Agazapados en la inercia de las raíces
que los mantienen a la vigía de las ánimas de antaño, viejas costumbres bajo
los ficus de un parque corroído por el paso del tiempo. Se miran, ojos caídos y
ojerosos exhibiendo la vejez de sus manos, los trabajos, el sudor y el
sufrimiento del ayer. Alguien pasa ante ellos, los mira con la rareza del
agotamiento, de alas rotas por la pesadez de plomizas nubes. Lloverá. Ella es
joven, ha alzado su vuelo más allá del interrogante escondidos en
sus miradas cuando la ven. La voz de la sabiduría le viene lenta, ya decaída y
en su reconditez vuelan las conversaciones de ellos. Se lo imagina, en otra
época, más maravillosa pero que garraspea alguna pena. Detrás de ellos la
iglesia que por siglos ha estado ahí, solemne, abatida por oraciones triste de
un pasado. Es inerte, agarrada a todos los que ante ella son pisadas. Llueve.

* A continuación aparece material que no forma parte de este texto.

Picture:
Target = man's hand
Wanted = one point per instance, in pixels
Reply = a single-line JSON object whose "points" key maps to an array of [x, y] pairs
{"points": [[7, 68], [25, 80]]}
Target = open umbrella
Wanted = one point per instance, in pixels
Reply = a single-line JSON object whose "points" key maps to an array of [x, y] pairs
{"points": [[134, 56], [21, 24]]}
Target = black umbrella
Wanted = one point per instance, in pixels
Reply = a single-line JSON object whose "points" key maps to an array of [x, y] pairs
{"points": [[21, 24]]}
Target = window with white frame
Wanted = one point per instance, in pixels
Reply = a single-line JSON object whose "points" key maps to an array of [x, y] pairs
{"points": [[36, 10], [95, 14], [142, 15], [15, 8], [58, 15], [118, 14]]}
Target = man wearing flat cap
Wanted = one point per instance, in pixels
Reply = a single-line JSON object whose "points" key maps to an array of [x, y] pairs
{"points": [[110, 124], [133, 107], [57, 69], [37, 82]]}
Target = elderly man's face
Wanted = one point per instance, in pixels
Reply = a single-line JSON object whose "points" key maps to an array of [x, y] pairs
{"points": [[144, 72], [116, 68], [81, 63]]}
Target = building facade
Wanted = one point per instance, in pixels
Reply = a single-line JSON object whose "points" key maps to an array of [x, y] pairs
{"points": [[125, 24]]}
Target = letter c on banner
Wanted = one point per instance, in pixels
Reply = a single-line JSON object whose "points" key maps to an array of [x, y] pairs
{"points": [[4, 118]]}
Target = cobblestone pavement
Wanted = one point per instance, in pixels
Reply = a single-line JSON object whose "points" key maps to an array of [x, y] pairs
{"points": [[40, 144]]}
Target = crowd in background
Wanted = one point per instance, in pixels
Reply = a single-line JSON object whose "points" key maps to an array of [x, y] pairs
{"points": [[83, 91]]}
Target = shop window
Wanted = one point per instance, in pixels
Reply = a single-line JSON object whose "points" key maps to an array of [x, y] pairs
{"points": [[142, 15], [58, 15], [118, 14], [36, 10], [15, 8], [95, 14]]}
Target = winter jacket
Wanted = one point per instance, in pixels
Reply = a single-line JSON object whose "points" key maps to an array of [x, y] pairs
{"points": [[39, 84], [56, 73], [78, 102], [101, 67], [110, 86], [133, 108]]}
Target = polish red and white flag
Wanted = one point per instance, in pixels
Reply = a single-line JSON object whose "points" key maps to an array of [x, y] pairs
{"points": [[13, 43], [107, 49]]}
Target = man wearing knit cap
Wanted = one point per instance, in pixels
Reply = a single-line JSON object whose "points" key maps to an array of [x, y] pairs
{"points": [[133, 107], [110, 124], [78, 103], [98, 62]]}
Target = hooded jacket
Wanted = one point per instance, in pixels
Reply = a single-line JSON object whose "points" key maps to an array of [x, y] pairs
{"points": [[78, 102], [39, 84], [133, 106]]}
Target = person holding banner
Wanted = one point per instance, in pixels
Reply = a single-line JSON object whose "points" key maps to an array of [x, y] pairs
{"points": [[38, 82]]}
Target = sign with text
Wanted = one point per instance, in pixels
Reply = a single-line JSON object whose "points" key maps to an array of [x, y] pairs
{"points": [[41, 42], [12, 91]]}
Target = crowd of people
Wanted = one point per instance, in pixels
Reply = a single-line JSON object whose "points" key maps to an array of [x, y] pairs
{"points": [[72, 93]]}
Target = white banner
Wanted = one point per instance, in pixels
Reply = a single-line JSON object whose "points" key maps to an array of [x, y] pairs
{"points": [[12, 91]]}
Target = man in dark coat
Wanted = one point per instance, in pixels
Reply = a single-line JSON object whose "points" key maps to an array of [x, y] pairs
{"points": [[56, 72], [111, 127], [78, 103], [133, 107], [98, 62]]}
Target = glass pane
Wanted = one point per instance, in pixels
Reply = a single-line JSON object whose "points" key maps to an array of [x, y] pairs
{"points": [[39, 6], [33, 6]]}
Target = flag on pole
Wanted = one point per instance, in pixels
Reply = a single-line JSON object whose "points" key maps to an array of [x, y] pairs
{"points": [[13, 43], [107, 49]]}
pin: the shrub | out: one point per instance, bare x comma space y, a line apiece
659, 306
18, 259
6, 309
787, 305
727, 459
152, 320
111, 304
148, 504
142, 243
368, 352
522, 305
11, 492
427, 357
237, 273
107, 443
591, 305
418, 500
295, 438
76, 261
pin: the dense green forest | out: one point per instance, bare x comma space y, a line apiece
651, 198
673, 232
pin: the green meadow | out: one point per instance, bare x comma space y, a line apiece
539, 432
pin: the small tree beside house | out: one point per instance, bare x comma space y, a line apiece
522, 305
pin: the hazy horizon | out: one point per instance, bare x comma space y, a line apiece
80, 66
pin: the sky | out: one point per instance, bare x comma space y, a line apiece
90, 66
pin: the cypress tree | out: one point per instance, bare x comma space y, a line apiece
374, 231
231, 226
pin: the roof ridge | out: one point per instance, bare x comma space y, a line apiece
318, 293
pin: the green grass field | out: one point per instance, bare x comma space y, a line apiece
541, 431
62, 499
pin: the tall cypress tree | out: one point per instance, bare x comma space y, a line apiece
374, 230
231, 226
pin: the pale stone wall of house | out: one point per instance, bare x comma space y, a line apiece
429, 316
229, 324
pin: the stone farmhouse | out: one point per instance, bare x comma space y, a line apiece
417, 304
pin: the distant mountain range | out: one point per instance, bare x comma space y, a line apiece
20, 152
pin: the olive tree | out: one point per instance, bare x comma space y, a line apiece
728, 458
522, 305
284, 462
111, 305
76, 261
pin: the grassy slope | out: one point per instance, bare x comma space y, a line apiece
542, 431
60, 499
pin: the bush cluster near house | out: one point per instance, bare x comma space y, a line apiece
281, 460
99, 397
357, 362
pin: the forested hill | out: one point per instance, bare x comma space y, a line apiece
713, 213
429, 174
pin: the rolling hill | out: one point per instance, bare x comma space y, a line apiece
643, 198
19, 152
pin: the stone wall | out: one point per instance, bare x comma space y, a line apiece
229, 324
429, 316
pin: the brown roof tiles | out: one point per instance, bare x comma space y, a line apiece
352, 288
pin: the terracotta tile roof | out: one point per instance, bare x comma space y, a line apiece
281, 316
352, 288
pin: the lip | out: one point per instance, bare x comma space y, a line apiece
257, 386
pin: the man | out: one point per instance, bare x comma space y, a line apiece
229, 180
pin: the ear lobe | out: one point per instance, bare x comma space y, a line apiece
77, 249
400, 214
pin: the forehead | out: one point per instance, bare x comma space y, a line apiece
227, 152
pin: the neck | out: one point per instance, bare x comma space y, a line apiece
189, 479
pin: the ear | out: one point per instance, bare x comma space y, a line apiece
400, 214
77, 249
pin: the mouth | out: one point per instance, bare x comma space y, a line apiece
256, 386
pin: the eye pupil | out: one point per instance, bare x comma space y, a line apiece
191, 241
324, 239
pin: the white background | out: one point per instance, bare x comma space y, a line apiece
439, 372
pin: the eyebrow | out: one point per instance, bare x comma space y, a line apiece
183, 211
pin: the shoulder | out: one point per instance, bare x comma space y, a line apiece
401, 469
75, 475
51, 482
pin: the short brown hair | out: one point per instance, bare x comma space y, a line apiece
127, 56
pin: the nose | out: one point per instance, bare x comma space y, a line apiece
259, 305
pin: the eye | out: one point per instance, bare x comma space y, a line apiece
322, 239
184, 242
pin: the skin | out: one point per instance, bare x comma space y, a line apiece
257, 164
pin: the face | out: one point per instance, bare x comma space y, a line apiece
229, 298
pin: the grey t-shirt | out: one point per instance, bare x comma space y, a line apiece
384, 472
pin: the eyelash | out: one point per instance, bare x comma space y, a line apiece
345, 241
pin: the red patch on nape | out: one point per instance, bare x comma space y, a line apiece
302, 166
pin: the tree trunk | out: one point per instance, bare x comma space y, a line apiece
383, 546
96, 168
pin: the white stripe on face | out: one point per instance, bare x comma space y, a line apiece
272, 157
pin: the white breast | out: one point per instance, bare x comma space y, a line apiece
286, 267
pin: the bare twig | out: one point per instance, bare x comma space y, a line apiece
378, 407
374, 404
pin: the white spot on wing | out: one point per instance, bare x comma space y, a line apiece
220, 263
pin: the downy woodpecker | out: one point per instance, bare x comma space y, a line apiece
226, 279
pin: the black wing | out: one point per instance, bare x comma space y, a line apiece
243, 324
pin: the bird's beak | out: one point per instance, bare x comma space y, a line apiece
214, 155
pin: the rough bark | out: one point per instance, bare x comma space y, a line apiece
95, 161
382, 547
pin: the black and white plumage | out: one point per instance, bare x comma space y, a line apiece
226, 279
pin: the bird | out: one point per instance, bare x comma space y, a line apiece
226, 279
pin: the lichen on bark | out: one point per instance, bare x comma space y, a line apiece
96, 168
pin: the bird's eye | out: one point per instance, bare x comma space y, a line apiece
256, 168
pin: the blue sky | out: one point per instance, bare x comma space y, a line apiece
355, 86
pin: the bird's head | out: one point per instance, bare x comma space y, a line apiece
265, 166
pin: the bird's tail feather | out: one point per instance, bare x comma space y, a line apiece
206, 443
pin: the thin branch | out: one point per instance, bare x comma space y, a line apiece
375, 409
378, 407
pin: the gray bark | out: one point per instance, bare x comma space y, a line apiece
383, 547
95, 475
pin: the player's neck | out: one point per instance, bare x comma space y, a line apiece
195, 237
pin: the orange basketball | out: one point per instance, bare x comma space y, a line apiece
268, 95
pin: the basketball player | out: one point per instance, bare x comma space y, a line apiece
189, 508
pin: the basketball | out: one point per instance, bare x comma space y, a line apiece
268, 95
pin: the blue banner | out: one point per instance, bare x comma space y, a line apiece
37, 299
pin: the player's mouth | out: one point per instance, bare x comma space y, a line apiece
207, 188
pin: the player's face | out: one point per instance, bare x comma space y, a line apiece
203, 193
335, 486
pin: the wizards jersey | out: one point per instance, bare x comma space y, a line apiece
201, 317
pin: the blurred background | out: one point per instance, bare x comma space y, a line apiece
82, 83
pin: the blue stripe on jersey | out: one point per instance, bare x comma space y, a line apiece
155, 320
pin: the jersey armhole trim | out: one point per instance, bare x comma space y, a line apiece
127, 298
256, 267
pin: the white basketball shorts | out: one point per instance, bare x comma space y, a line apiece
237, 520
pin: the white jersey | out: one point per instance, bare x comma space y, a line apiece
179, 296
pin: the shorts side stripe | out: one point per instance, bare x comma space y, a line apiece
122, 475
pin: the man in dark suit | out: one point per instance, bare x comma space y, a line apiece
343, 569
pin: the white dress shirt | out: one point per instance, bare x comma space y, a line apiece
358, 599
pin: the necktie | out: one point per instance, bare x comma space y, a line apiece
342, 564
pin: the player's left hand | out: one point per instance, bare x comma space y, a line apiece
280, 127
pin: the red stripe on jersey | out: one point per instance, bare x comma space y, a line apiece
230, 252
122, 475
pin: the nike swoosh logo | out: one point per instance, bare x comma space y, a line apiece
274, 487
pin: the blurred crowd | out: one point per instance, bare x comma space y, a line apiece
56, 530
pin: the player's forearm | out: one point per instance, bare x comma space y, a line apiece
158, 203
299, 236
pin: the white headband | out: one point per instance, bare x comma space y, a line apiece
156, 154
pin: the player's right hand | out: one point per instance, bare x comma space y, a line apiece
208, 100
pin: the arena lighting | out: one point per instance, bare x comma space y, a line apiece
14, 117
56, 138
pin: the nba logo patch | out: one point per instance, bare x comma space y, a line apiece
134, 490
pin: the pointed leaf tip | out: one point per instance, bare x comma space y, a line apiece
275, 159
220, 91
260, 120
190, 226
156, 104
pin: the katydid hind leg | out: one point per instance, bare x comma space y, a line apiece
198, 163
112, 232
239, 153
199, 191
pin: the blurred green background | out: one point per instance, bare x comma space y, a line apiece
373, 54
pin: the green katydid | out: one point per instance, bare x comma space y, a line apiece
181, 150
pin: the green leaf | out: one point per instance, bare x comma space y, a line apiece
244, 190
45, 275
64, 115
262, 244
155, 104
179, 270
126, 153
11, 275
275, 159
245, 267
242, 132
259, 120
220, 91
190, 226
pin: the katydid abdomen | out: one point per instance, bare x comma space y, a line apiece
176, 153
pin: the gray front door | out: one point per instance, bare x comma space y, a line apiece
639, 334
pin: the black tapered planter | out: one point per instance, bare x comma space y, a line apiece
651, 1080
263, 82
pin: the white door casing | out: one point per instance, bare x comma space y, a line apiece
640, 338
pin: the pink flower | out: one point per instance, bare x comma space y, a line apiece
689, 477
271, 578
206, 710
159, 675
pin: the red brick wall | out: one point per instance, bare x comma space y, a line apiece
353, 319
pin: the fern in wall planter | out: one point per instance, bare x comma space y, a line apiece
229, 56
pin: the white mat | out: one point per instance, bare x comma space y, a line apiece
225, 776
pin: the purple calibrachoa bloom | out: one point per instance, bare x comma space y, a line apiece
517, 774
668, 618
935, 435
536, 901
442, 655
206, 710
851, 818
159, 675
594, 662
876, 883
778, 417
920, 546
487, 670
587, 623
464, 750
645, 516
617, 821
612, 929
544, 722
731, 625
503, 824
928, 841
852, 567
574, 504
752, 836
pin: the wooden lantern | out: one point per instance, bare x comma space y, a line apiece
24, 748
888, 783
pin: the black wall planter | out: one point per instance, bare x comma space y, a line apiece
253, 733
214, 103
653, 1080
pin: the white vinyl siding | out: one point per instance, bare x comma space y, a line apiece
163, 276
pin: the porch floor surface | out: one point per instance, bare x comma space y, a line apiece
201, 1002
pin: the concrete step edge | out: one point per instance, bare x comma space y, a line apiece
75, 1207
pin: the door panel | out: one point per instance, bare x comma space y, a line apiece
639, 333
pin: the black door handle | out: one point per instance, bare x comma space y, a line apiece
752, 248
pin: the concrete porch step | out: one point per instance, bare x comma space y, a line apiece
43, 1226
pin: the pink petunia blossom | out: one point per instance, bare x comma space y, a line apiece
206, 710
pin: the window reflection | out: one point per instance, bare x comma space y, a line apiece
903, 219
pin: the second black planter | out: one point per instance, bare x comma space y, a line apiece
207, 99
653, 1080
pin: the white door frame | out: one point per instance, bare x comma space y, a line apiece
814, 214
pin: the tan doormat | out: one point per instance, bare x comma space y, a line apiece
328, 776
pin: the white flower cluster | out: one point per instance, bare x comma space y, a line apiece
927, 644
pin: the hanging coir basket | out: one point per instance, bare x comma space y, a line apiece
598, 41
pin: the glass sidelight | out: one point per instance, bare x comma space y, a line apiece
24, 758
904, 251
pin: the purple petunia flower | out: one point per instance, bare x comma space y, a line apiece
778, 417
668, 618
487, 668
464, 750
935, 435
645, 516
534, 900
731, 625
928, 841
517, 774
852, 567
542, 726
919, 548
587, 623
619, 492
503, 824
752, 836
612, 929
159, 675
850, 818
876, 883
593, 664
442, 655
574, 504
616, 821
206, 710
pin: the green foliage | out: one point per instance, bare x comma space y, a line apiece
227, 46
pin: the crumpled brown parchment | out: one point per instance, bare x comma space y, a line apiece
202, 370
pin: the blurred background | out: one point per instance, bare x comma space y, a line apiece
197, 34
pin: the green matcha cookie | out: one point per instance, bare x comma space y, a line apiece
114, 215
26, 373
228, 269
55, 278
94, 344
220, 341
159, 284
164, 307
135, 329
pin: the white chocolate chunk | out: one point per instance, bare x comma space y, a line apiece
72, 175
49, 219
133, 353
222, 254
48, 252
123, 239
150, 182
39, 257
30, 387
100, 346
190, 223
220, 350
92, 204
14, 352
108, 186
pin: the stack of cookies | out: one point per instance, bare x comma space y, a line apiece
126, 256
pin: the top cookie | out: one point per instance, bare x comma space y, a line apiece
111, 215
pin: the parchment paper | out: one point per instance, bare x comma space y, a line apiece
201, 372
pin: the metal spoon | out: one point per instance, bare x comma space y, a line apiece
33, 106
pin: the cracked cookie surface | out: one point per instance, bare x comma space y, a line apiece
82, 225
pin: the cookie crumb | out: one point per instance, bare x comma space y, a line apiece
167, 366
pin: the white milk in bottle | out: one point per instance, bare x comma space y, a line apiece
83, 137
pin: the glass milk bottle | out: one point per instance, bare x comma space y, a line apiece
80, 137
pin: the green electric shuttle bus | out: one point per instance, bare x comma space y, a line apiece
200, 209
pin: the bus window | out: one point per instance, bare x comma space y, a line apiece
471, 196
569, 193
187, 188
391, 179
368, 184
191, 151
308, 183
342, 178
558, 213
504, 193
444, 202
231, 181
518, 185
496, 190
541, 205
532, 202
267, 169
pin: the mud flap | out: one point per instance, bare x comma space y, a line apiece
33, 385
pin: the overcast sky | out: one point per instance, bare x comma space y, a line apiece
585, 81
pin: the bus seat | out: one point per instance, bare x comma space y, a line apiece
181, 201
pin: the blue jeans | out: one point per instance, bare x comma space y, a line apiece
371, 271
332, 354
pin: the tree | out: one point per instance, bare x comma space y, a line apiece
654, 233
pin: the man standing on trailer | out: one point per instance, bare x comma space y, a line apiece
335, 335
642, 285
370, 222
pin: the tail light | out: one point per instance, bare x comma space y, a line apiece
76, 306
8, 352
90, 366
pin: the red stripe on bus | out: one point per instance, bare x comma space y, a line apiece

Los ancianos se meten dentro mientras ella observa, cierta vergüenza la sacude
y prefiere estar fuera, mojándose. Le da por correr, galopar más allá de aquel
lugar, su pueblo. Se interna en la densa penumbra del Monteverde, ahí se siente
protegida, escudo ante la voracidad de la evolución de la existencia. Y espera,
espera la calma del chubasco. Huele a tierra, a musgo. Embriagada mira al cielo
gris, tormentoso y respira. Con lo bien que estaría bajo el techo del templo de
un Dios insonoro. Tirita, muerde sus labios, un leve arroyuelo de sangre maná y
regresa. Sí, regresa al pueblo, su pueblo, sin miedo al que dirán. Ahí los
ancianos sentados bajo los ficus contando sus historias, ya ha parado de
llover. Pasa y no la ven, ha desaparecido en las entrañas del bosque solo su
luz es vista por algunos que en las venideras estaciones será contada.